Du moins pour la population générale, un changement de mode de vie avec une prise en charge au moins à moyen terme du point de vue diététique et un accompagnement pour une reprise adaptée d’exercices physiques réguliers permettent de stabiliser parfois, voire d’améliorer la masse graisseuse hépatique. Toujours dans la population générale, des études ont montré que la prise de médicaments pour traiter l’insulinorésistance (metformine, pioglitazone et rosiglitazone, de la famille des statines) permet d’améliorer la stéatose et le niveau des transaminases, mais pas la fibrose ou l’état inflammatoire hépatique de façon convaincante. D’autres pistes pharmacologiques ont été évaluées. L’essai de phase III PIVENS[[Pioglitazone versus vitamine E (tocophérol) versus placebo pour le traitement de la stéatohépatite non alcoolique chez les non-diabétiques.]] montre un effet bénéfique de la prise de vitamine E sur la stéatose, le niveau des transaminases et la fibrose et l’inflammation hépatique. Ces résultats présentés à l’association américaine pour l’étude des maladies du foie (American Association for the Study of Liver Diseases) en 2009 nécessitent d’être confirmés. Il y a aussi un essai en cours évaluant un acide biliaire, l’acide ursodéoxycholique (Delursan®, Ursolvan®), qui pourrait montrer un effet sur la stéatohépatite non alcoolique. Reste à mentionner l’effet apparemment très prometteur de la L-carnitine (triméthyl-aminohydroxy-butyrate, Levocarnil®), un produit impliqué dans le transport des acides gras. Selon un article récent, la L-carnitine proposée comme complément alimentaire améliorerait de nombreux paramètres hépatiques chez des sujets – non séropositifs – atteints de stéatohépatite non alcoolique, dont le score révélé à partir d’analyses histologiques. Comme le mentionne Jacqueline Capeau, il s’agit d’une petite étude et l’avenir démontrera, sur un plus grand nombre de personnes évaluées, si ces résultats « provocateurs » comme elle le dit, tiennent la route – on peut aussi espérer que des personnes séropositives seront enrôlées, voire des co-infectées VIH-hépatite !
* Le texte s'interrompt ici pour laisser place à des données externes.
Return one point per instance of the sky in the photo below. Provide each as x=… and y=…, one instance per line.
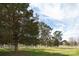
x=59, y=16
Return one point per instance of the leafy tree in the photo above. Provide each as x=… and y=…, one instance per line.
x=57, y=37
x=17, y=21
x=44, y=33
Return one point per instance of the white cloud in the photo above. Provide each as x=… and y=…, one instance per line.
x=66, y=13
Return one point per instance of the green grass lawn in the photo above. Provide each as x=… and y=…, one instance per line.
x=42, y=51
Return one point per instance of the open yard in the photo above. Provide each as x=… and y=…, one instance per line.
x=41, y=51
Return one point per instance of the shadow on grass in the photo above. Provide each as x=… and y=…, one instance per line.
x=29, y=53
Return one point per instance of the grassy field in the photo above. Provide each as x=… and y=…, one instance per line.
x=41, y=51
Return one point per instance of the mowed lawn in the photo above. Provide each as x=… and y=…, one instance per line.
x=41, y=51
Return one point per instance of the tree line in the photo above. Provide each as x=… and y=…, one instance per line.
x=19, y=26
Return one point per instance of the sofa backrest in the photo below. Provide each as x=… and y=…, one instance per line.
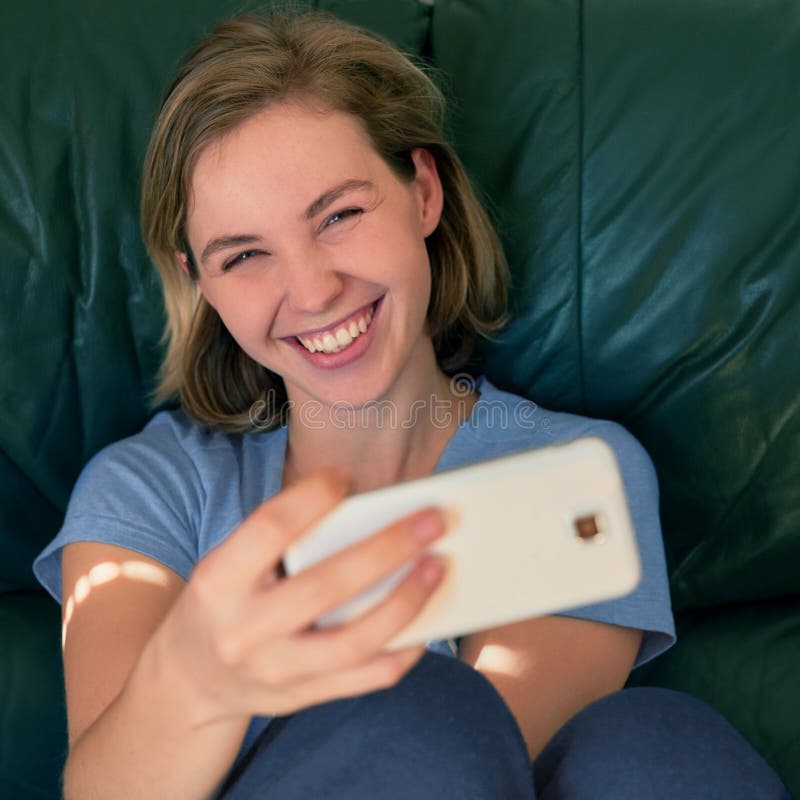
x=643, y=165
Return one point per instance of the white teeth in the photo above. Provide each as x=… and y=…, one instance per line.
x=343, y=337
x=334, y=342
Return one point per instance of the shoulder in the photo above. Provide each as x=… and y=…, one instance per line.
x=508, y=422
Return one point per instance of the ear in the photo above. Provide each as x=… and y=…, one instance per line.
x=429, y=190
x=183, y=261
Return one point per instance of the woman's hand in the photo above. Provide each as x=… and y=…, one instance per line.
x=245, y=641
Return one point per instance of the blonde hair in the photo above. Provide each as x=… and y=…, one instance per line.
x=243, y=66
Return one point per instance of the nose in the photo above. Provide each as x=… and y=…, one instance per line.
x=312, y=282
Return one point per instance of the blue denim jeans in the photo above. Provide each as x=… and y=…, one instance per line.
x=444, y=732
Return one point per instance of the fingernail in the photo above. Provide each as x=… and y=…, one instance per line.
x=428, y=525
x=431, y=571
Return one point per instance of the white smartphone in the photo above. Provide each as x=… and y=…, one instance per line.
x=527, y=534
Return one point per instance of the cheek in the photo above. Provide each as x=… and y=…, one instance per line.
x=247, y=314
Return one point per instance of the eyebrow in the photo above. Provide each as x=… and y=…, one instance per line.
x=226, y=242
x=333, y=194
x=320, y=204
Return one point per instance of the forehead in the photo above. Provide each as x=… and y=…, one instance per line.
x=287, y=152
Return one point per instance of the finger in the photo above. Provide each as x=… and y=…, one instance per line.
x=258, y=544
x=344, y=646
x=327, y=584
x=380, y=672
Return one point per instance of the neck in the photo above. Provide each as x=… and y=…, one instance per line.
x=398, y=437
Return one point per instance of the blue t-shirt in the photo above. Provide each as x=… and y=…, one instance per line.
x=176, y=490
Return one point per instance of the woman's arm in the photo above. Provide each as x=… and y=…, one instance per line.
x=128, y=713
x=163, y=676
x=549, y=668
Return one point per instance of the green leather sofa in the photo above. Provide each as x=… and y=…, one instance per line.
x=642, y=160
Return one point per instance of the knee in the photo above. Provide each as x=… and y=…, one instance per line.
x=448, y=709
x=640, y=738
x=449, y=721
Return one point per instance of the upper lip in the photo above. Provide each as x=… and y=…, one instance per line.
x=334, y=325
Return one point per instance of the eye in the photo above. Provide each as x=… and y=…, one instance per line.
x=341, y=216
x=239, y=258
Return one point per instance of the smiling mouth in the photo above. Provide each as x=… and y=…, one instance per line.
x=341, y=335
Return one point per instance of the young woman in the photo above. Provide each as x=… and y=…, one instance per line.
x=321, y=250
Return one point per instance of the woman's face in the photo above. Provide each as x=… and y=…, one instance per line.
x=299, y=228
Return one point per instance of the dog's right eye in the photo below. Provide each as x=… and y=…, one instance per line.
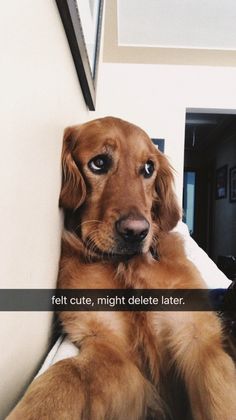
x=100, y=164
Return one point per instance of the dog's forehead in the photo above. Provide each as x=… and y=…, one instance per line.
x=114, y=134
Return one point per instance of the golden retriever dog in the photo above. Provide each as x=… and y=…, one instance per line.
x=120, y=209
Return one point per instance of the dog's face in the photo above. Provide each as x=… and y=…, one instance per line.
x=119, y=185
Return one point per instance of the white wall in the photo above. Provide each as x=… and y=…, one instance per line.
x=156, y=97
x=40, y=95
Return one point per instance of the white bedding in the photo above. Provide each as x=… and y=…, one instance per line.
x=213, y=277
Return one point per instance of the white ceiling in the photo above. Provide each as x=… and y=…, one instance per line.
x=204, y=24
Et chez les co-infectés VIH-hépatite ?

Dans la dernière partie de sa présentation, Jacqueline Capeau passe en revue rapidement ce qui se passe chez les personnes co-infectées. La stéatose est très fréquente, 70% des cas, chez les co-infectés VIH avec le virus d’hépatite de type C de génotype 3. Le chiffre est plus faible, 30 %, chez les co-infectés par un autre génotype de l’hépatite C. La stéatose et la fibrose sont plus sévères chez les co-infectés. De plus, le rythme de progression de la fibrose augmente avec la sévérité de la stéatose. Nous aurons l’occasion de revenir sur les problématiques associées à la co-infection VIH-hépatites dans nos prochains numéros, notamment en reprenant des analyses fines à partir des deux premières études majeures sur le traitement par la bithérapie PEG interféron rivabirine chez des coinfectées VIH-VHC. Ces études datent de début 2000, mais deux études de cohorte ont permis de suivre les candidats au long cours : APRICOT, une étude internationale du laboratoire Roche et RIBAVIC, une étude publique en France menée par l’Agence nationale de recherche sur le sida et les hépatites virales (ANRS) et le concours du laboratoire Schering-Plough.
A retenir
L’accumulation de graisse dans le foie (stéatose hépatique) est fréquente en cas d’infection par le VIH et liée à des facteurs métaboliques, mais pas à l’infection elle-même. Il pourrait y avoir un lien avec la prise d’inhibiteurs nucléosidiques de la transcriptase inverse, mais le rôle direct des antirétroviraux n’est pas prouvé. L’évolution séquentielle vers des formes plus graves – stéatohépatite non alcoolique, fibrose et cirrhose – est possible et doit être dépistée chez les personnes séropositives à risque (hommes, transaminases élevées non expliquées, adiposité ou altérations lipidiques). Les formes sont plus sévères chez les personnes séropositives que dans la population générale – et encore plus chez les personnes co-infectées VIH-hépatite virale B ou C. Une modification majeure du mode de vie (repas équilibré, reprise d’exercices physiques) pourrait améliorer cette nouvelle maladie contemporaine, ainsi que le recours à des options pharmacologiques complémentaires toujours en cours d’évaluation (vitamine E, acide ursodéoxycholique, L-carnitine).